人柄はもちろんのこと、「畜産」に対する強い熱意を感じたことです。当初は県外企業への抵抗感や不安もありましたが、県外の資本やノウハウが入ることで会社が活性化すれば、結果的に沖縄の経済にも貢献できると考えが変わりました。お会いした際の直感で、私の想いを満たしてくれる相手だと確信しました。
ノウハウ融合による更なる成長へ
―今回のM&Aで期待することや今後のビジョンを教えてください。
現状の2倍、さらにその先へと段階的に成長してほしいと願っています。菓子部門や加工部門も含め、先方の知恵やノウハウを取り入れて発展すれば、従業員の満足度も上がり、私自身も譲渡して良かったと思えます。会社は一人のものではなく、経営者が変わっても良い方向に成長し続けることが一番です。
身の丈を知り、信頼関係を重視
―M&Aを検討されている経営者様へメッセージをお願いします。
まずは一歩を踏み出すことですが、最も重要なのは信頼できる仲介業者を見つけることです。そして、自社を過大評価せず、身の丈を知って交渉に臨む謙虚さが大切です。相手あってのM&Aですから、お互いが納得する「三方よし」を目指す姿勢が、成約への鍵になると思います。

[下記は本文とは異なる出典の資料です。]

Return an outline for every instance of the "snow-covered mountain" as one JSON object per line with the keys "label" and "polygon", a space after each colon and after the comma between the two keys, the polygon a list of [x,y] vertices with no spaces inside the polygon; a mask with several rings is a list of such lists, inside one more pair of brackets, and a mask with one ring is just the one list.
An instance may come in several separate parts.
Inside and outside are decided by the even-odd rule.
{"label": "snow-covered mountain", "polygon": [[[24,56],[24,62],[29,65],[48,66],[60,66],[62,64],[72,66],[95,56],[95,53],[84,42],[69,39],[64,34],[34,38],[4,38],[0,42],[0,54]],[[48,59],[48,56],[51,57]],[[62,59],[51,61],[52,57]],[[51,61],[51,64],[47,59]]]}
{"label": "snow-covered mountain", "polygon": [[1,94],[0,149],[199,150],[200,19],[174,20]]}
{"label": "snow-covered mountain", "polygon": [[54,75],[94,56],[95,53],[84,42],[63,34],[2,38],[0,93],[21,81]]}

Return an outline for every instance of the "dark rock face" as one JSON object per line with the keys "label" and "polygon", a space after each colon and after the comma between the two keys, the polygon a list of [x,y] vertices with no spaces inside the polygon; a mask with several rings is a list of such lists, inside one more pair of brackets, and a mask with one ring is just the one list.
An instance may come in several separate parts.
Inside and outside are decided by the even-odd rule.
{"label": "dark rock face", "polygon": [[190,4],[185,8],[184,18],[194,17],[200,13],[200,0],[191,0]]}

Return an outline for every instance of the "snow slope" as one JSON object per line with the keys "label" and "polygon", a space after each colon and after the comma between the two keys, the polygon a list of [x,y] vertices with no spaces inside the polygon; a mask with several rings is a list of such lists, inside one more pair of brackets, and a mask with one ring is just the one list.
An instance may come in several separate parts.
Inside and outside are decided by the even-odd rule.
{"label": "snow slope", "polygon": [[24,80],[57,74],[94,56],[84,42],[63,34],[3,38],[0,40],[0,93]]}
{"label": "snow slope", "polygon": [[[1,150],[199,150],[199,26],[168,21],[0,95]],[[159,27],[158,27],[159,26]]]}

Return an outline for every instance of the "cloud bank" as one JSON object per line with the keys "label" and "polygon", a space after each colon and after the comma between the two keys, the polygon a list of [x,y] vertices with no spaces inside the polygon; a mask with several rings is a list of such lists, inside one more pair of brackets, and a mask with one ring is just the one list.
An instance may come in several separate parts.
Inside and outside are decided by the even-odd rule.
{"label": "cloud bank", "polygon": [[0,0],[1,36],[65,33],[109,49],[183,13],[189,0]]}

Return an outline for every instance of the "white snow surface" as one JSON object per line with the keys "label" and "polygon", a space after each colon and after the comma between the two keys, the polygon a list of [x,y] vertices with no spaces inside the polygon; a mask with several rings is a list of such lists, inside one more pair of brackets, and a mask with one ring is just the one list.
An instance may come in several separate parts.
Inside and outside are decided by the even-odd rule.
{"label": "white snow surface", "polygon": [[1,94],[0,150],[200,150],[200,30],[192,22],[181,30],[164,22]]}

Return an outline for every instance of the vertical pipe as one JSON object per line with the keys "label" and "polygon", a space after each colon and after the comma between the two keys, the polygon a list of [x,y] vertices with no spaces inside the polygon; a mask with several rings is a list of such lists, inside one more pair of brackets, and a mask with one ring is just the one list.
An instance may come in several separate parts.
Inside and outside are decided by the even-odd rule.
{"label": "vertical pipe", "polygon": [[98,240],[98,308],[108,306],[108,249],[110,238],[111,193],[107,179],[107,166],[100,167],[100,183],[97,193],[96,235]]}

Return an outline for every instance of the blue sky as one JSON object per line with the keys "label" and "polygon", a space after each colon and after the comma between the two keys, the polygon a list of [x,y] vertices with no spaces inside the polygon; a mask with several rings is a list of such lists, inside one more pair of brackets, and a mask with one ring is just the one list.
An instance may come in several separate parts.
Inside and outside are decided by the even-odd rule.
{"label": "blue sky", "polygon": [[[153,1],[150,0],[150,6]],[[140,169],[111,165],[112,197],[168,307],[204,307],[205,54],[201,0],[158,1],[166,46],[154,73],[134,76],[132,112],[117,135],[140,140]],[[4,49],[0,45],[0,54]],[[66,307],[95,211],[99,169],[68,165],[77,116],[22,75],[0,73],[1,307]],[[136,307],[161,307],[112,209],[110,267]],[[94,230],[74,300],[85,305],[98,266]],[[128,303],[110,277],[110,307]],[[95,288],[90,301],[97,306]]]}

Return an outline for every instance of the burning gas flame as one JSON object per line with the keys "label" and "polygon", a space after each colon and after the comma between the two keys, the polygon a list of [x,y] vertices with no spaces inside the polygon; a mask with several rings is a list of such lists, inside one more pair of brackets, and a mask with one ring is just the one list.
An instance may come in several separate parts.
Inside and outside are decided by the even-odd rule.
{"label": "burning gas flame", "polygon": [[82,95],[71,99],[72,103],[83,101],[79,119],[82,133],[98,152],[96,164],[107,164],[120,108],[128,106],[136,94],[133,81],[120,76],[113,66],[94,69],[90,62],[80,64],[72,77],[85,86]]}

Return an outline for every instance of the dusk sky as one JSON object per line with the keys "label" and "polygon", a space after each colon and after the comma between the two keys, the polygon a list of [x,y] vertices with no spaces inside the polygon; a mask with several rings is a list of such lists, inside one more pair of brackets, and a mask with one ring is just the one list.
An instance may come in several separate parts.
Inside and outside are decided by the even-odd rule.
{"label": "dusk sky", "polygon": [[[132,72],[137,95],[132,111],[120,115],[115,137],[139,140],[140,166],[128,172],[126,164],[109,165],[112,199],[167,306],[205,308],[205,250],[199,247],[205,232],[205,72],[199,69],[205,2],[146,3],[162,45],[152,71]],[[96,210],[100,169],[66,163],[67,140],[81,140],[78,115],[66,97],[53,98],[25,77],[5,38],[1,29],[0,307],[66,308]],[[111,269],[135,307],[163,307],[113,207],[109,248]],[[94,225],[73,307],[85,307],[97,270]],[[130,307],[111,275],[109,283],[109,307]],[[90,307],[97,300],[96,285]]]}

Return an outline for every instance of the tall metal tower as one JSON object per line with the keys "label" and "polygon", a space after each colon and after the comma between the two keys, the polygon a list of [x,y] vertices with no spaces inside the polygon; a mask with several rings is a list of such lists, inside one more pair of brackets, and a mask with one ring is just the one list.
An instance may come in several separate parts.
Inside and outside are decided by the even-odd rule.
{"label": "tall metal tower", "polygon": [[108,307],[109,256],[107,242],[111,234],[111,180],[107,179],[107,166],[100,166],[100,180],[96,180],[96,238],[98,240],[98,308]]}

最後に、M&A総合研究所にお任せいただいた理由をお聞かせください
担当アドバイザーとは数年の付き合いになりますが、時間をかけて信頼関係を築けたことが決め手です。いろいろなM&A仲介会社から提案を受けていましたが、条件面だけでなく、担当アドバイザーの「人間性」を見て信用できると感じました。
家族経営から始まった養鶏業を、沖縄県内でも先進的な設備を持つ企業へと育て上げた見奈須フーズ。事業規模の拡大に伴う責任と後継者への配慮から決断したM&Aは、畜産への熱意を共有する三昌物産という最良のパートナーを得る結果となった。「県外資本の導入が地域経済の活性化につながる」という前向きな結論は、地方企業の事業承継における一つの指針となるだろう。両社の強みが融合し、沖縄の養鶏業がさらなる飛躍を遂げる未来に期待が高まる。
担当者からのコメント
沖縄の食を支える一次産業の最前線で、鶏卵事業を牽引してこられた譲渡企業様のお手伝いができたことを大変光栄に思います。数年にわたるオーナー様とのお付き合いの中で、ご家族はもちろんのこと、従業員を第一に想うオーナー様の実直かつ温かなお人柄と、沖縄の養鶏業の未来を見据える強い使命感に深く感銘を受けてまいりました。当初は沖縄県内企業との提携を中心に検討を進めておりましたが、より大きな事業シナジーを追求する中で、県外企業とも交渉を重ねました。その結果、畜産への熱意を共有する譲受企業様をパートナーに選ばれたご決断は、代表が大切にされる「三方よし」を体現できたのではないかと感じております。県外資本やノウハウとの融合が沖縄の一次産業に新たな風を吹き込み、両社がさらに大きく飛躍を遂げる未来をこれからも心より応援しております。